# Loose nuts?????



## dandywarhol (Nov 14, 2010)

Maybe it's because my Clubman had done 85,000 miles (I've come to the conclusion they were careful miles having had a long chat with the first owner) but the rattles and squeaks really annoy me! 

I've posted before about fitting draught foam on the cupboard doors, blinds etc, and just made and fitted extra brackets to the furniture tower above the fridge - the whole plot was moving approx 4mm from the side wall! Now things are tolerably (for me) quiet.

I was giving the underside a check over tonight for an impending MOT (probably need to replace the anti roll bar brackets) and I thought I'd check the various habitation bolts and nuts for tightness..............................................every one took between 3/4 of a turn to 1.5 turns on the threads! 8O - especially the ones at the very back holding the floor to the chassis.
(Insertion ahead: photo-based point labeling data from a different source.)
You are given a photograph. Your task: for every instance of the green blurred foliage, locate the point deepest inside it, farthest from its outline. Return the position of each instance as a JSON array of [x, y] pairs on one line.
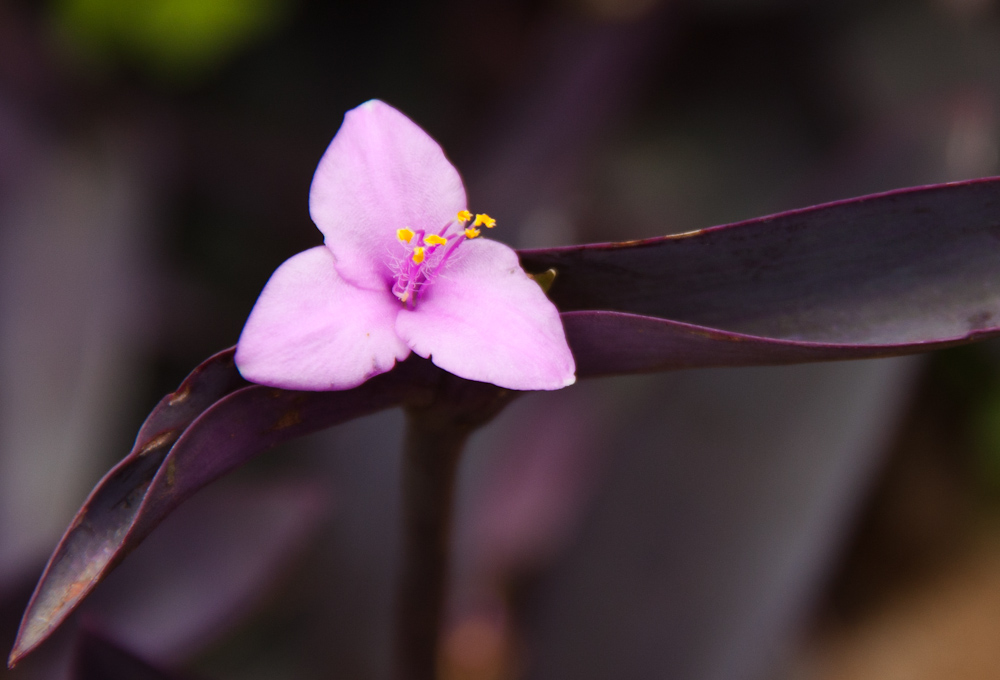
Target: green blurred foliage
[[970, 379], [177, 40]]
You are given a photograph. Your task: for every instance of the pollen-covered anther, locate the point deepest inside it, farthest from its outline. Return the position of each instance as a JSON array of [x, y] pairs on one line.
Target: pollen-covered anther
[[484, 220]]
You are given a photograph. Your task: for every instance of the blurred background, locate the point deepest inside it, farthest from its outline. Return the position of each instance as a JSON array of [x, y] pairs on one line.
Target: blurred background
[[825, 522]]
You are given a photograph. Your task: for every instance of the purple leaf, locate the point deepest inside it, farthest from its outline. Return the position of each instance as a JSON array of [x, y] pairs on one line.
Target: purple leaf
[[880, 275], [98, 658], [205, 567], [144, 488]]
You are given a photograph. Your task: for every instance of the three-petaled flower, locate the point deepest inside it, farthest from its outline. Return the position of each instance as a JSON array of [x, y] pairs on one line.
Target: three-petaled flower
[[401, 270]]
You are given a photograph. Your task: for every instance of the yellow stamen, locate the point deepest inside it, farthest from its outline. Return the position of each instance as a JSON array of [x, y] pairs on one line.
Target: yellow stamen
[[484, 220]]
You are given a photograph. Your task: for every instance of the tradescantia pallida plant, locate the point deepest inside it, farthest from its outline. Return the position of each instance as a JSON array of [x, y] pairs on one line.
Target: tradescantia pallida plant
[[407, 304]]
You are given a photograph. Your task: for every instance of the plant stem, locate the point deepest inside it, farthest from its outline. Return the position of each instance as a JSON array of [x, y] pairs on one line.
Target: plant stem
[[430, 462]]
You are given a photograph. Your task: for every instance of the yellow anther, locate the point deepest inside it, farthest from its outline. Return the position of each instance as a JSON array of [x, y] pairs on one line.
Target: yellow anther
[[484, 220]]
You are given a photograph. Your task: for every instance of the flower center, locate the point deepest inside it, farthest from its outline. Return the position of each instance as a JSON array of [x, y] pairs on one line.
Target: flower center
[[426, 254]]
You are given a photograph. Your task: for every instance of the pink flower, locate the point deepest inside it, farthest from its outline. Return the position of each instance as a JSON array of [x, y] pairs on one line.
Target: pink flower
[[400, 270]]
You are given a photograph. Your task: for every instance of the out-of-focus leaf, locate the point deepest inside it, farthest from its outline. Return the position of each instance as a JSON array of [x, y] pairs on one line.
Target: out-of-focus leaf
[[888, 274], [140, 491], [97, 658]]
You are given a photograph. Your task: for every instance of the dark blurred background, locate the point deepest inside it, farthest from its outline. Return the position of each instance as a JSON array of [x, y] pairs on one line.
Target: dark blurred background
[[827, 522]]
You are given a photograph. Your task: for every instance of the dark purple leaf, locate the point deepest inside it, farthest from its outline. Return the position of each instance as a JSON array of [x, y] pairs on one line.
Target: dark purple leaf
[[140, 491], [205, 567], [880, 275]]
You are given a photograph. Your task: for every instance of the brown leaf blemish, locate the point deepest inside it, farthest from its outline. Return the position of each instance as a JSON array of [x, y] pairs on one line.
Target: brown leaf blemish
[[288, 419], [160, 440], [180, 396]]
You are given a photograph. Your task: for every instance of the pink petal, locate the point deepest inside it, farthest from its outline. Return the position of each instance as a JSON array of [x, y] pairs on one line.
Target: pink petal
[[381, 173], [312, 330], [484, 319]]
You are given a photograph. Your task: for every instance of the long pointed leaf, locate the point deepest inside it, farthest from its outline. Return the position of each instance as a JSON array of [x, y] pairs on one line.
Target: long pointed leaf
[[880, 275], [137, 494]]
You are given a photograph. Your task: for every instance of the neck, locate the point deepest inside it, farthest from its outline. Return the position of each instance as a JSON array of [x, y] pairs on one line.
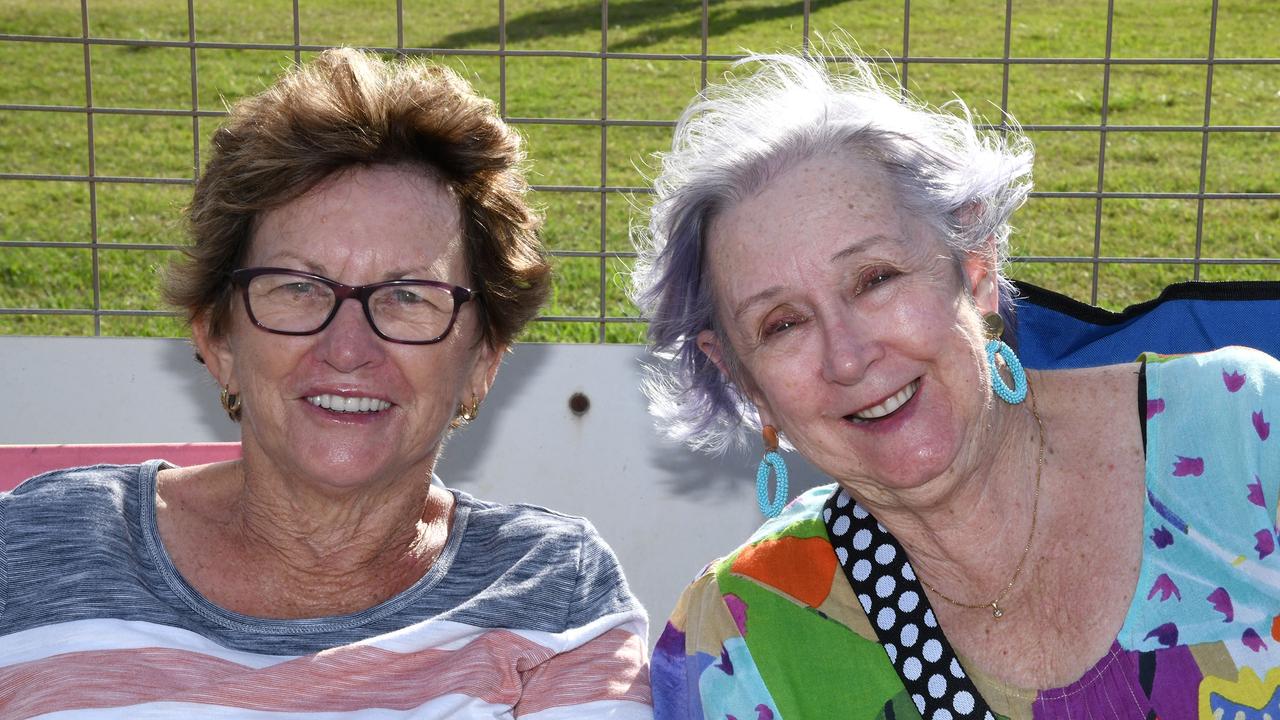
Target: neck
[[967, 531]]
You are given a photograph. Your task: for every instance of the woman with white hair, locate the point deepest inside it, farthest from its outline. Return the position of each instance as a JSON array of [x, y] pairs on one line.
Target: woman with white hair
[[822, 269]]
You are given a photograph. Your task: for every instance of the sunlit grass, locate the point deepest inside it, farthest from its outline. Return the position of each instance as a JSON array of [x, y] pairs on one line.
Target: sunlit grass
[[653, 90]]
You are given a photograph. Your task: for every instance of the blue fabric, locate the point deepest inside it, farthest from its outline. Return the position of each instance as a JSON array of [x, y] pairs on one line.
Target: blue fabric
[[1054, 331]]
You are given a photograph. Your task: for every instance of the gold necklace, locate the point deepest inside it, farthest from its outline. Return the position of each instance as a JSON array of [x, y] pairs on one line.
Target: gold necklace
[[995, 605]]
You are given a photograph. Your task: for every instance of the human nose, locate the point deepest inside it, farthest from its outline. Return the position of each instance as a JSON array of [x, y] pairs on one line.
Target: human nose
[[848, 351], [348, 342]]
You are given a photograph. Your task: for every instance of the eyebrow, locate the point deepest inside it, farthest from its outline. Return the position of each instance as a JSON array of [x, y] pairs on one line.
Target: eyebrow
[[315, 269], [844, 254]]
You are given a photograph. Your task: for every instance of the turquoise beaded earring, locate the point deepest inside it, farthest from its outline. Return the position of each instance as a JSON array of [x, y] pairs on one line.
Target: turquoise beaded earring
[[772, 459], [996, 346]]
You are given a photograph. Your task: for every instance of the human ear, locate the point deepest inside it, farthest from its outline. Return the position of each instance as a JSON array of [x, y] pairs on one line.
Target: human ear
[[982, 281], [215, 351], [485, 370], [711, 346]]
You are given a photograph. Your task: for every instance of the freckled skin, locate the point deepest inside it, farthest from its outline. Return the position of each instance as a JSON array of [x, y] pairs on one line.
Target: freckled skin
[[854, 343], [329, 514], [833, 299]]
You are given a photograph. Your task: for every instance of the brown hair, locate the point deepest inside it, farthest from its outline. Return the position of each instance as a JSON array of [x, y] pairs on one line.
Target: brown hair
[[348, 108]]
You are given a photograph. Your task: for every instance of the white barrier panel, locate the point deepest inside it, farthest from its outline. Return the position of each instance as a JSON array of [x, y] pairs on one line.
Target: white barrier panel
[[666, 510]]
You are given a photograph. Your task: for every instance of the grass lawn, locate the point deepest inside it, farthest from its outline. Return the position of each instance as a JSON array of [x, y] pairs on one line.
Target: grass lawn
[[67, 246]]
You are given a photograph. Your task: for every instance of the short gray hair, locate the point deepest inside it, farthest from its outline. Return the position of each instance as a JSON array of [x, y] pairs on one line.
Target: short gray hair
[[734, 139]]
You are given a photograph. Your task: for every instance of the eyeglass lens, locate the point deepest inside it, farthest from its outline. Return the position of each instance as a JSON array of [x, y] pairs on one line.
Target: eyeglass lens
[[295, 304]]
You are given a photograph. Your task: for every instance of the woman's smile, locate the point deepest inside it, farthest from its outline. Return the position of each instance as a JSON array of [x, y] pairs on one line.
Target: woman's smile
[[888, 406]]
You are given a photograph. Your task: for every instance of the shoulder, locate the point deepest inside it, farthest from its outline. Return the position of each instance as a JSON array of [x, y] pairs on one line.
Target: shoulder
[[65, 538], [516, 528], [1212, 487], [1233, 368], [776, 556], [549, 569], [87, 490]]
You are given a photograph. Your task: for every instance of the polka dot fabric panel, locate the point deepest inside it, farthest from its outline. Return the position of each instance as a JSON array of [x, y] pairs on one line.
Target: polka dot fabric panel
[[891, 596]]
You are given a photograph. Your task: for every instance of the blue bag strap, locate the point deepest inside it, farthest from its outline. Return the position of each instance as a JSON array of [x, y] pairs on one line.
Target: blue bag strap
[[1055, 331]]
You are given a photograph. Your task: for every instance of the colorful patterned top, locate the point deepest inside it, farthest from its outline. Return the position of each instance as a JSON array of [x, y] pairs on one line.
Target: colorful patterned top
[[775, 630], [525, 614]]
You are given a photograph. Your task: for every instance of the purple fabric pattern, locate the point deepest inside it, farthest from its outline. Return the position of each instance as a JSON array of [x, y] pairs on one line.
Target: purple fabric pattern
[[1166, 679]]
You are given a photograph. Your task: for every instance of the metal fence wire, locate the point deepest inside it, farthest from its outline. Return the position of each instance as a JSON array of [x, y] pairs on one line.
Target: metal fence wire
[[1156, 135]]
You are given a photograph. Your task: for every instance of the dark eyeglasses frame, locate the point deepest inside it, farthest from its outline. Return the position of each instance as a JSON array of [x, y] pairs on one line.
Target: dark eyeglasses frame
[[342, 292]]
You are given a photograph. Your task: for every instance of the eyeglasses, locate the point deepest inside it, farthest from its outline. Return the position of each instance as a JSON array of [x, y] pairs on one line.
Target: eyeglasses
[[293, 302]]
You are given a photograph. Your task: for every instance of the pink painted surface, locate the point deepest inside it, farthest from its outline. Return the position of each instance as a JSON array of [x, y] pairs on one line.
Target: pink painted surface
[[21, 461]]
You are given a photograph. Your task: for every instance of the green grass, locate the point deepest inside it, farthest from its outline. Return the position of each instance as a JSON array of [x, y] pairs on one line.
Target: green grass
[[158, 78]]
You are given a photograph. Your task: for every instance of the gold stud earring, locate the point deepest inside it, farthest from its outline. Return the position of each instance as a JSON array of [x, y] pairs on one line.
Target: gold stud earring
[[231, 404], [469, 411]]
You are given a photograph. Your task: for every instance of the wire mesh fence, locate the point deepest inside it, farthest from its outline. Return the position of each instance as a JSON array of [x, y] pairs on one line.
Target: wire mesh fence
[[1156, 127]]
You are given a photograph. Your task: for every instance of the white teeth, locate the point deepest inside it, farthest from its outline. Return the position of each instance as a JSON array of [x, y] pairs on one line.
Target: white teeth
[[891, 404], [339, 404]]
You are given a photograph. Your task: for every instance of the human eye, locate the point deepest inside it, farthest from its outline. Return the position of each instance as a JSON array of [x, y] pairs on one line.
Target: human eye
[[778, 323], [406, 296], [874, 277], [289, 287]]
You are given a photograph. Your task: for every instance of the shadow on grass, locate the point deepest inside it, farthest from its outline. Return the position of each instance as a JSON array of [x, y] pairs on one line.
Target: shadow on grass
[[650, 23]]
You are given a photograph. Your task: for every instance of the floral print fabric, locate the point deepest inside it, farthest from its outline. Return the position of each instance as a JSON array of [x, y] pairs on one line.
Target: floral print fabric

Even the 10mm diameter bolts joining the aluminium extensions bolted to the chassis beams took a tighten!

On the way home tonight along Edinburgh's pothole/broken tar "roads" the ol' van was a pleasure - no more "kerrrunk" 

I'm assuming that as the miles rack up and the potholes/speedbumps mount up there's more chance things loosen off but I've never had it before on a car or panel van! :? 

Maybe a thought to those of you with a monocoque - have a shufty underneath if your van's covered a few miles :wink:


----------